Inefficient code generation for named tuple returns
Closed this issue · 1 comments
The following "mktuple()" functions produce very different code. Notice the repeated and unproductive make_tuple(...)
invocations for each of the offsets for the named variants. Large named tuples cause unnecessary compile and runtime overhead. With bytes elements, this likely involves many unnecessary memory allocations and memcpy
calls.
module Test;
function named_mktuple(p: point): tuple<x: uint8, y: uint8, z: uint8> {
return (p.x, p.y, p.z);
}
function unnamed_mktuple(p: point): tuple<uint8, uint8, uint8> {
return (p.x, p.y, p.z);
}
public type point = unit {
x: uint8;
y: uint8;
z: uint8;
on %done {
print named_mktuple(self);
print unnamed_mktuple(self);
}
};
static auto __hlt::Test::unnamed_mktuple(const ::hilti::rt::ValueReference<__hlt::Test::point>& p)

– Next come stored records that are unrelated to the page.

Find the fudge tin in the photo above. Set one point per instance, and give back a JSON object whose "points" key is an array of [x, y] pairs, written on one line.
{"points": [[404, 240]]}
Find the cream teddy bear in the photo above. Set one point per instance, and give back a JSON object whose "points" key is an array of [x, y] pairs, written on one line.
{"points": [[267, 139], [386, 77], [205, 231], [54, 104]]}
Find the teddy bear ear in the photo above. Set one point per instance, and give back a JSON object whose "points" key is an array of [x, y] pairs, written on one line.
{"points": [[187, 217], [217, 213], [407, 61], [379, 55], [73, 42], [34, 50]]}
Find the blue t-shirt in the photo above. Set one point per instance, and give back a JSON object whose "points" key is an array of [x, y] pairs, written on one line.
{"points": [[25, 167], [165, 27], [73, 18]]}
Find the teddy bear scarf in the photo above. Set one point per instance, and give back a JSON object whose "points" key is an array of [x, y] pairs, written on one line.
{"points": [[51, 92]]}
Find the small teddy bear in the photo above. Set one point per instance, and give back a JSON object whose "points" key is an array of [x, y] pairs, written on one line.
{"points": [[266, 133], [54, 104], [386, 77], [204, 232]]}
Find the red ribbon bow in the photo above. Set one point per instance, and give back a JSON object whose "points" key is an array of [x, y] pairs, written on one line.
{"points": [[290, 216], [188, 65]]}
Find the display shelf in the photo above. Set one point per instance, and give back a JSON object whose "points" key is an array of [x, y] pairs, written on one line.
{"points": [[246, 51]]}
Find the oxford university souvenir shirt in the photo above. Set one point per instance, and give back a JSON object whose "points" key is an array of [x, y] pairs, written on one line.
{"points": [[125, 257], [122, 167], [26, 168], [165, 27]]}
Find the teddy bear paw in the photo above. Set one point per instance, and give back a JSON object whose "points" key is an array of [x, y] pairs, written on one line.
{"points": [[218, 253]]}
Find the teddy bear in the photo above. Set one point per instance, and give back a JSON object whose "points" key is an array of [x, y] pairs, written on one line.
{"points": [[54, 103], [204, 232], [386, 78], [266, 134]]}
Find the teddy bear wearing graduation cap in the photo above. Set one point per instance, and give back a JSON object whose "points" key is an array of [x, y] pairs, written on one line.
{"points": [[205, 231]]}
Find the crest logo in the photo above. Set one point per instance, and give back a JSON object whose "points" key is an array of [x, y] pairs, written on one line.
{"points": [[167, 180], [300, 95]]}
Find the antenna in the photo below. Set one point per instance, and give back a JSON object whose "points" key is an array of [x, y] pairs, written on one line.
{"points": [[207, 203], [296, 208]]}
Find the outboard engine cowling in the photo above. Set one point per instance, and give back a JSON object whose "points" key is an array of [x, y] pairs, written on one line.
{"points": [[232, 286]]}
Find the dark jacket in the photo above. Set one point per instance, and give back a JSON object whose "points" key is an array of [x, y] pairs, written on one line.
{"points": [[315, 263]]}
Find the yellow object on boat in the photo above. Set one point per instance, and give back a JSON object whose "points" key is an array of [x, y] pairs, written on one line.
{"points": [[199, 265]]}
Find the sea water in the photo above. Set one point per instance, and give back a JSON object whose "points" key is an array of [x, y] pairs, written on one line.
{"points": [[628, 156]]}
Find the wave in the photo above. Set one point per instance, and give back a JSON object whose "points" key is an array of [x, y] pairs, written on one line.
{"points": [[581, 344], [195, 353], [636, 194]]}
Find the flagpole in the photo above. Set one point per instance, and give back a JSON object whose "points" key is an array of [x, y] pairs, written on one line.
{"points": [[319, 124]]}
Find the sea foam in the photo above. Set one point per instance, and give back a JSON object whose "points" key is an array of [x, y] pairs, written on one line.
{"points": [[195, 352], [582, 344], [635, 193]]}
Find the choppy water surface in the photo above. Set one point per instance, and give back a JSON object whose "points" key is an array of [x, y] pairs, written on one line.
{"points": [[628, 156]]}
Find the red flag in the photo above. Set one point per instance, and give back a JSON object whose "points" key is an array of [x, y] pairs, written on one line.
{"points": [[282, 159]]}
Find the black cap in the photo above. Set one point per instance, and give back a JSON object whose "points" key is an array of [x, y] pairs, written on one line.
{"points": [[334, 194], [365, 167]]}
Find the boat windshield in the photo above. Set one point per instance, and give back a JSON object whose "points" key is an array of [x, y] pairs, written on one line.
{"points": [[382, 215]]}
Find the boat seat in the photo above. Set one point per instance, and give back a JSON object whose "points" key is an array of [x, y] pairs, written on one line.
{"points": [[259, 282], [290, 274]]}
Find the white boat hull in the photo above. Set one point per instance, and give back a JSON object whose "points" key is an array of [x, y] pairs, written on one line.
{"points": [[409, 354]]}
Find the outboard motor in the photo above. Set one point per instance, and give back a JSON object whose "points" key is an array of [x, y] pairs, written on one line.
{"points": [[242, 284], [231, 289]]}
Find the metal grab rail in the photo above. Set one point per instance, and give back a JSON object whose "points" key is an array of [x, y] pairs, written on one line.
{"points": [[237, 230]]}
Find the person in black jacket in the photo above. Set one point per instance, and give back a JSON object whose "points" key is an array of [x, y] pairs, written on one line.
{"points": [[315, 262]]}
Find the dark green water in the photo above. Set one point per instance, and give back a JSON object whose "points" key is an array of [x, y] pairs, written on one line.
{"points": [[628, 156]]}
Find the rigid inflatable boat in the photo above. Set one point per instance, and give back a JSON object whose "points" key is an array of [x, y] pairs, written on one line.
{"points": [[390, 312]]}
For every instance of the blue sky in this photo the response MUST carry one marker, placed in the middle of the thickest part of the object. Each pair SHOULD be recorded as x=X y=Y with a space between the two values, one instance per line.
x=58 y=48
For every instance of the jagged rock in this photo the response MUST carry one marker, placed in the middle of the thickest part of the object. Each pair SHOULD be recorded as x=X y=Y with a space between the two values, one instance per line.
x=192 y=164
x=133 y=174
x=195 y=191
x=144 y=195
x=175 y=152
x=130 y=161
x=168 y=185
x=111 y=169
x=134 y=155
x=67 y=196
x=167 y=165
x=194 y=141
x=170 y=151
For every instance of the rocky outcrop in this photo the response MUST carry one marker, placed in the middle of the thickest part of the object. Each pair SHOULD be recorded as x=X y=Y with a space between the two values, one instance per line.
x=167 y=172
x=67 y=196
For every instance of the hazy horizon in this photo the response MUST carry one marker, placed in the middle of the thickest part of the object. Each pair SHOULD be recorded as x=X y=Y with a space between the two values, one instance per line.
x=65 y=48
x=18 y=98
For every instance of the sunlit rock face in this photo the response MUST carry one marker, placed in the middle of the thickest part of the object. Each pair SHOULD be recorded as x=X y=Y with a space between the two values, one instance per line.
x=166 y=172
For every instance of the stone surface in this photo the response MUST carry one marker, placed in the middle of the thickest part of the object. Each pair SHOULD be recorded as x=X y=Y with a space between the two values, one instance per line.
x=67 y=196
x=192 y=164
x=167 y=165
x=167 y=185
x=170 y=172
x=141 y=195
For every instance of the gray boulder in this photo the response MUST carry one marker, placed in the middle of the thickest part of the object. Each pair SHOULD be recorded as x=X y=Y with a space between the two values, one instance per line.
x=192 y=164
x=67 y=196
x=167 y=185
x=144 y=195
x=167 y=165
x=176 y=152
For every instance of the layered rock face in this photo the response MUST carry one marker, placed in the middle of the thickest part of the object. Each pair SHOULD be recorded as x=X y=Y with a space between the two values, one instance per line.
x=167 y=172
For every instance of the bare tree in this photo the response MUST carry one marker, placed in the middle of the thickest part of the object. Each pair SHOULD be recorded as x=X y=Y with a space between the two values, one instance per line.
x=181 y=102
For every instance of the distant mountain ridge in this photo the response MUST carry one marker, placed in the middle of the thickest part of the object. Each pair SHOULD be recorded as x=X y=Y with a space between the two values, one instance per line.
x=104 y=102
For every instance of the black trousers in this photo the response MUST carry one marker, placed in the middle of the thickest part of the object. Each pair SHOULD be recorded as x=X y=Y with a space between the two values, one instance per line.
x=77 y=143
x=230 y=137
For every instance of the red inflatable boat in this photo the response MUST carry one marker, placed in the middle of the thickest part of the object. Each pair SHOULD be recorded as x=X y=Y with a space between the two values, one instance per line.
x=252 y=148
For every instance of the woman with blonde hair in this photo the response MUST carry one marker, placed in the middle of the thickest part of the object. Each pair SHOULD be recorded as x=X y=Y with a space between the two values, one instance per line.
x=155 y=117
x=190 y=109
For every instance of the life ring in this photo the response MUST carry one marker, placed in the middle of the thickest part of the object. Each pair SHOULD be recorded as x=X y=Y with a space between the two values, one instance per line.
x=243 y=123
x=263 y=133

-> std::tuple<::hilti::rt::integer::safe<uint8_t>, ::hilti::rt::integer::safe<uint8_t>,
::hilti::rt::integer::safe<uint8_t>> {
::hilti::rt::detail::checkStack();
__location__("tuple-return.spicy:8:3");
return std::make_tuple(::hilti::rt::optional::value((*p).x), ::hilti::rt::optional::value((*p).y),
::hilti::rt::optional::value((*p).z));
}
static auto __hlt::Test::named_mktuple(const ::hilti::rt::ValueReference<__hlt::Test::point>& p)
-> std::tuple<::hilti::rt::integer::safe<uint8_t>, ::hilti::rt::integer::safe<uint8_t>,
::hilti::rt::integer::safe<uint8_t>> {
::hilti::rt::detail::checkStack();
__location__("tuple-return.spicy:4:3");
return std::make_tuple(std::get<0>(std::make_tuple(::hilti::rt::optional::value((*p).x),
::hilti::rt::optional::value((*p).y),
::hilti::rt::optional::value((*p).z))),
std::get<1>(std::make_tuple(::hilti::rt::optional::value((*p).x),
::hilti::rt::optional::value((*p).y),
::hilti::rt::optional::value((*p).z))),
std::get<2>(std::make_tuple(::hilti::rt::optional::value((*p).x),
::hilti::rt::optional::value((*p).y),
::hilti::rt::optional::value((*p).z))));
}
Thanks for the ticket! This is due to the codegen currently not handling temporary tuple efficiently (which for function return values is probably a main use case),
spicy/hilti/toolchain/src/compiler/codegen/coercions.cc
Lines 166 to 170 in 19de277
As a workaround one could declare a local variable with the tuple with individual fields casted to the correct type and return that. This would avoid the overhead of creating each tuple element from a full tuple and instead create it from a single value.